The other day, I was talking to a friend about the expectations I have for my book. Which are none. Seriously, none. I am far too naïve to have expectations. This is my first publishing rodeo, folks. I still get a flutter when someone posts an advance review on Goodreads, thinking, “Oh my god, people are actually reading it?” Yes, the mere fact that people besides my relatives are reading the thing is a daily shock and, frankly, enough of a reward.
As the publishing date looms closer, I have started to worry about how the book will be received. I thought I was much better at the not-caring-what-people-think thing, but apparently I have not evolved much past my junior high school years. When you write a novel, they (the experts on such things) tell you not to worry about anything but the story. And I’ve done that with every novel I’ve written. And it was easy because I never got to this point of actually putting the story out into the world for everyone to judge. Now that I’m at this point, I’m feeling suddenly very shy and a little tiny bit terrified. My publicist is currently setting up some local launch events for me and just thinking of them makes my palms sweat.
With the launch date on the horizon (May 24! Ah!), I’ve found myself prematurely preparing for criticism and, because I’m a masochistic lunatic, questioning my overall talent as a writer. I keep reading great books, books that stop me in my tracks and make me think, “My writing is nowhere near this level!” Panic ensues. I’m so glad I recently read Ann Patchett’s This is the Story of a Happy Marriage because her words give me great comfort:
“Forgiveness. The ability to forgive oneself. Stop here for a few breaths and think about this because it is the key to making art, and very possibly the key to finding any semblance of happiness in life. Every time I have set out to translate the book (or story, or hopelessly long essay) that exists in such brilliant detail on the big screen of my limbic system onto a piece of paper (which, let’s face it, was once a towering tree crowned with leaves and a home to birds), I grieve for my own lack of talent and intelligence. Every. Single. Time. Were I smarter, more gifted, I could pin down a closer facsimile of the wonders I see. I believe, more than anything, that this grief of constantly having to face down our own inadequacies is what keeps people from being writers. Forgiveness, therefore, is key. I can’t write the book I want to write, but I can and will write the book I am capable of writing. Again and again throughout the course of my life I will forgive myself.”

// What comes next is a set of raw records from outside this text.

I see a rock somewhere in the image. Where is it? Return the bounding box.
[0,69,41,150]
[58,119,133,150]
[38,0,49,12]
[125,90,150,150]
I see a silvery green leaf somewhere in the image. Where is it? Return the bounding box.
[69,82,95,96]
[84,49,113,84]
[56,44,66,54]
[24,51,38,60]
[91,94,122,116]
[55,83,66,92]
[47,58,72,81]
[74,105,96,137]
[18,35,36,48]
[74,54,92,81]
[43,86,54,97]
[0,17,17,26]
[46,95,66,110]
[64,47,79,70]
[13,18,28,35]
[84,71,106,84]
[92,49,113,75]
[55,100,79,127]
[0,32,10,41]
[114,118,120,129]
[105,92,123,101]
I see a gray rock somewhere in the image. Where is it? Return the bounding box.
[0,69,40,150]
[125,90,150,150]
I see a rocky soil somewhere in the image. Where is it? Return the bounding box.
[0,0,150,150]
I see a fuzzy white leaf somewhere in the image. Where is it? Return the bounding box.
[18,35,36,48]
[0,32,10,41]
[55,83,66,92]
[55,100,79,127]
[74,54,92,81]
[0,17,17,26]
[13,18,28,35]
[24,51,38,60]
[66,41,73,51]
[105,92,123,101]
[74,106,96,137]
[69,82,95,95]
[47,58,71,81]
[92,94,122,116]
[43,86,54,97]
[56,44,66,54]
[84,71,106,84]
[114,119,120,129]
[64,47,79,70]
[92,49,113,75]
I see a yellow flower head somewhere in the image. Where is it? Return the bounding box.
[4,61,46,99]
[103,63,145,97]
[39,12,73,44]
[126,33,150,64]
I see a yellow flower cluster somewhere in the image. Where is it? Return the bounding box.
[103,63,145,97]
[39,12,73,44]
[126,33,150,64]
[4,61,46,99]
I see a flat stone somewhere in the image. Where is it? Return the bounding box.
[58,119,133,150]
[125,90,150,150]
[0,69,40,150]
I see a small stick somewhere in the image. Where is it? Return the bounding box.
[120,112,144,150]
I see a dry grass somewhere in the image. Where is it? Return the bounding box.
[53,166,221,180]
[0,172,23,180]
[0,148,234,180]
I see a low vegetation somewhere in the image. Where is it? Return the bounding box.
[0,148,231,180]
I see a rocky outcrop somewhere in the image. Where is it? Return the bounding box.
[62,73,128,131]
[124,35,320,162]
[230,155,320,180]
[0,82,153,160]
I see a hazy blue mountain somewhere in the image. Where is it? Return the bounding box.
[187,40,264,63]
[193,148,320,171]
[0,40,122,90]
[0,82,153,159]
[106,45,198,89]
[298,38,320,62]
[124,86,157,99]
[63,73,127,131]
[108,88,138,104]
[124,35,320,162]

Yes, yes, yes. I wrote the best book I could. It’s my debut and I’m sure my future books will benefit from the learnings of this one. It’s a solid story, but I’m under no illusion that everyone will love it. The main character is controversial and flawed and people may hate her (and, thus, the book). [On a side note, I’ve always found this criticism kind of strange. My sister said, “That’s like saying, ‘I liked Silence of the Lambs, except for that creepy Hannibal Lecter.'”] My writing is good, but I’m not a poet by any means. I wish I had the talent to spend a page describing a blade of grass, but I’m just not that descriptive. I care about characters and dialogue and plot. I write how people speak. Someone said to me the other day, “You must be really good at Words with Friends because you know so many big words,” and I said, “I don’t really know that many big words.” [Another side note: I still don’t know what “QI” means, but I play it at least once every game.]
Elizabeth Gilbert writes on this subject in Big Magic, too. She says there are those who hem and haw over whether one person’s art is “more elevated” than another person’s. Gilbert’s response: Who cares? I’m with her. There is room in this world for all kinds of books. My book is what it is. It’s commercial fiction. It’s not a literary masterpiece. It’s a good story. I think it will have wide appeal, but it definitely won’t appeal to everyone. At some point, preferably before May 24, I’m going to have to accept that.